The physical survey and automated bar identification results best fit with Wright and Short’s intermediate State C: Rhythmic Bar and Beach [7] and agree with the beach state predicted by the surf scaling parameter. This classification is supported by the observed pattern of crest locations (Figure 9), trough depth, and surf scaling parameter. Although similar, State B is characterized by deeper troughs than was observed and minimal longshore variance in bar position. However, it should be noted that the overall steepness at Long Branch is greater than observed by Wright and Short [7].

5. Summary and Future Work

An automated technique to identify large-scale bar features was developed to rapidly assess beach survey data and identify prominent sandbars with minimum slopes of 2% grade and a height threshold of 0.2 m. This technique allows for the efficient selection of sandbar crest, toe, and heel positions without introducing subjectivity from an observer. This is achieved by defining the crest, toe, and heel in quantitative terms. The morphological characteristics can be identified on profiles from stand-alone surveys and do not require multi-year datasets to generate a reference profile. The automated technique was tested on 840 profiles collected near a recently completed beach nourishment project and successfully identified prominent sandbars within the test data set. Furthermore, this technique is efficient and requires little processing cost to assess a large dataset.
Identification of sandbars plays a crucial role in better understanding nearshore dynamics, storm protection, beach category, and assessments of sediment storage within a littoral system. A high-resolution case study comparing the extracted features to a survey DEM supports that the methodology is appropriate and spatially sound in both the cross-shore and at-depth. The automated sandbar identification results were assessed spatially to determine beach state. The results showed agreement between the automated identification, the survey DEM, and the calculated surf scaling parameter.
Future iterations of this technique will incorporate techniques to identify other sandbar morphologies, such as multiple bars, nearshore terraces, and less prominent sandbars. Identification of terraces has been successful using reference profiles [2]; however, terraces do not have a distinct trough, and the terrace crest is not necessarily the local maximum but the point where the terrace becomes a step [2], complicating automatic extraction. Such assessments can further aid in determining beach classifications [1,7] and study sandbar morphologies and migration patterns in greater detail, including how these morphologies relate to variability in the beach face and the nearshore zone [3,8].
An interesting continuation of the current analysis would incorporate micro-level sandbar features, such as mega ripples. Such features are indicative of certain beach states [7]. The current instrumentation settings and data processing techniques require sensitivity adjustments to capture these features. More detailed surveys may provide interesting insights into understanding the evolution of various beaches and improve the determination of types of sandbars. Another option is a direct comparison of the automated results to Synthetic Aperture Radar C-Band (SAR-C) data. SAR-C is a remote sensing tool capable of penetrating the shallow depths where nearshore sandbars occur. SAR-C is typically used for global mapping and maritime ocean navigation [20]. A comparison of these methods would demonstrate the viability of the automated technique. Additionally, understanding how the survey data relates to remotely sensed data can aid in filling temporal gaps between field surveys. This is especially useful for generating a time series of profile changes or charting bar positions if limited by survey frequency.

Author Contributions

Conceptualization, N.Z., L.K. and J.M.; methodology, N.Z.; software, N.Z.; validation, N.Z.; formal analysis, N.Z.; investigation, N.Z., L.K. and J.M.; resources, L.K. and J.M.; data curation, N.Z.; writing—original draft preparation, N.Z.; writing—review and editing, N.Z., L.K. and J.M.; visualization, N.Z.; supervision, J.M.; project administration, N.Z., L.K. and J.M.; funding acquisition, J.M. All authors have read and agreed to the published version of the manuscript.

Funding

This research was funded by the New Jersey Department of Environmental Protection (NJDEP) 542 through the New Jersey Coastal Protection Technical Assistance Service (N.J.S.A. 18A:64L-1).
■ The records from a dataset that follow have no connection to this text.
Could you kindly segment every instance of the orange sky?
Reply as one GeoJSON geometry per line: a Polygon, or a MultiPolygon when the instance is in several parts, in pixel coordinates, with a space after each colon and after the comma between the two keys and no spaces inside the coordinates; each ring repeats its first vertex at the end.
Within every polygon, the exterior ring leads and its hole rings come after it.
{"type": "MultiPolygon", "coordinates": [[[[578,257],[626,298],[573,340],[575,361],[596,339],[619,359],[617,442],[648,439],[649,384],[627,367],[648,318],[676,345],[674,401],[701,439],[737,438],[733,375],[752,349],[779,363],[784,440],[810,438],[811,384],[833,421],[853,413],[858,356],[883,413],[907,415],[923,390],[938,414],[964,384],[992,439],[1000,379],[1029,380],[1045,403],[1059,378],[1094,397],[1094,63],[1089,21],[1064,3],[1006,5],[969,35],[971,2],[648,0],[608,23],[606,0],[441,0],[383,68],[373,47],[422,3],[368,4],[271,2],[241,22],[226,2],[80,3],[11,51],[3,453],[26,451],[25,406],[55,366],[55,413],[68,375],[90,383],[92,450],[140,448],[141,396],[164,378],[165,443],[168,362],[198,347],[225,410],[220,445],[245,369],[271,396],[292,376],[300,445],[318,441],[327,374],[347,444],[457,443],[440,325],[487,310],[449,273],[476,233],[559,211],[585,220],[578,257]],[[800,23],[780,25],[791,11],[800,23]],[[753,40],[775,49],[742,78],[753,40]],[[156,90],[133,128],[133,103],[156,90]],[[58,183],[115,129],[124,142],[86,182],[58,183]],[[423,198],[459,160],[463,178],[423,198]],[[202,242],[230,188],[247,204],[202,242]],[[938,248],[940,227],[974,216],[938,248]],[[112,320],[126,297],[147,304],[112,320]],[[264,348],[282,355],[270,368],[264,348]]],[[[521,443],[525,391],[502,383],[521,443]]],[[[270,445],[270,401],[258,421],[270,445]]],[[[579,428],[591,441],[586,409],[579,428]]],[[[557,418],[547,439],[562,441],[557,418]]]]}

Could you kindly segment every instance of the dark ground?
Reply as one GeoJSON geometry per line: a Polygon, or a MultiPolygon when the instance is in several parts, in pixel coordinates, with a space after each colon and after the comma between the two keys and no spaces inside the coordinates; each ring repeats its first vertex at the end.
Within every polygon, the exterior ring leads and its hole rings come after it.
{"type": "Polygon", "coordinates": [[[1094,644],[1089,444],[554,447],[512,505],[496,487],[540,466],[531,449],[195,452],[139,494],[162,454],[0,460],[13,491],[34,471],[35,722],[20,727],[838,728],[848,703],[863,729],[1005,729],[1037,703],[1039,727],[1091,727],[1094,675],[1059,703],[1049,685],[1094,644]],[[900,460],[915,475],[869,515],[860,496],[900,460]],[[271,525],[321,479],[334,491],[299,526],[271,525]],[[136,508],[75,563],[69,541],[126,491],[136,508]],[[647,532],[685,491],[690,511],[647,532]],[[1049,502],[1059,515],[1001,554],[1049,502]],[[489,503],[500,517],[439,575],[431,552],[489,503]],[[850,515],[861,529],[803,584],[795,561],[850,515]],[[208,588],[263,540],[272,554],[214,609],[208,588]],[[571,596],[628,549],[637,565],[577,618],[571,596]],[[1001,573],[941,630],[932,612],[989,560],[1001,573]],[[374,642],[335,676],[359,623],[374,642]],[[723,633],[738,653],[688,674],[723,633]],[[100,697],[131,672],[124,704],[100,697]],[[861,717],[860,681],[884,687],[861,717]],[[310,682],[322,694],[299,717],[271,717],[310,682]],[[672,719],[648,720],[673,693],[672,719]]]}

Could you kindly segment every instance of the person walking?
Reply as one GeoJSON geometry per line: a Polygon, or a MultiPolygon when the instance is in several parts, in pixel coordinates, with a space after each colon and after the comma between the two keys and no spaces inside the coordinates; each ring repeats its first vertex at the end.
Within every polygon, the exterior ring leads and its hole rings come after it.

Institutional Review Board Statement

Not applicable.

Informed Consent Statement

Not applicable.

Data Availability Statement

The data that support the findings of this study are available from the corresponding author, Jon Miller, upon reasonable request.

Acknowledgments

Special thanks to all the Stevens CERG students and staff who aided in data collection from the inception of monitoring at Long Branch in June 2020 through to the present.

Conflicts of Interest

The authors declare no conflict of interest.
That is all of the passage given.